Nein, von Mannweibern hielt man hier nicht viel. So sprangen die Frauen niemals auf, auch wenn die Busse sie immer und immer wieder stehenließen, wenn sie dadurch zu spät zur Arbeit kamen oder wenn sie im Regen standen, bis die Kleidung durchweicht war, die Frisur zerstört. Eine zerstörte Frisur konnte wiederhergestellt werden, der Ruf aber, ein Mannweib zu sein, war niemals wieder rückgängig zu machen.

Lea, die von diesen ungeschriebenen Gesetzen nichts wusste, sprang öfter auf den Bus auf, wenn dieser nicht allzu schnell fuhr. Doch manches war nicht nur eine Frage der Moral, sondern auch ein Problem der richtigen Technik. Als sie einmal versucht hatte, vom fahrenden Bus abzuspringen, hatte dies mit aufgeschlagenen Knien geendet und einer zerrissenen Hose. Mitleidige Blicke hatten sich auf sie gerichtet, aus denen stiller Tadel sprach und ein Nichtverstehen, das an Ablehnung grenzte. Um ihre Ehre zu retten, hatten einige begonnen, lauthals auf den Fahrer zu schimpfen, der eine Frau nicht so aussteigen ließ, wie es sich gehörte.

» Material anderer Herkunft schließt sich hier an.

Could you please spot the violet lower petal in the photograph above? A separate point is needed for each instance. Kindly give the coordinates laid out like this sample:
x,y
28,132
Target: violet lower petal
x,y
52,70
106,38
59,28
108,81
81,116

Diesmal aber hielt der braune Bus mit seinen eleganten gold-grünen Streifen und dem aufgemalten Tiger tatsächlich ganz ordentlich vor Lea und ließ ihr Zeit zum Einsteigen – nicht so wie sonst, wo er sofort wieder ruckartig anzufahren pflegte, sobald sie den Fuß aufs Trittbrett gesetzt hatte.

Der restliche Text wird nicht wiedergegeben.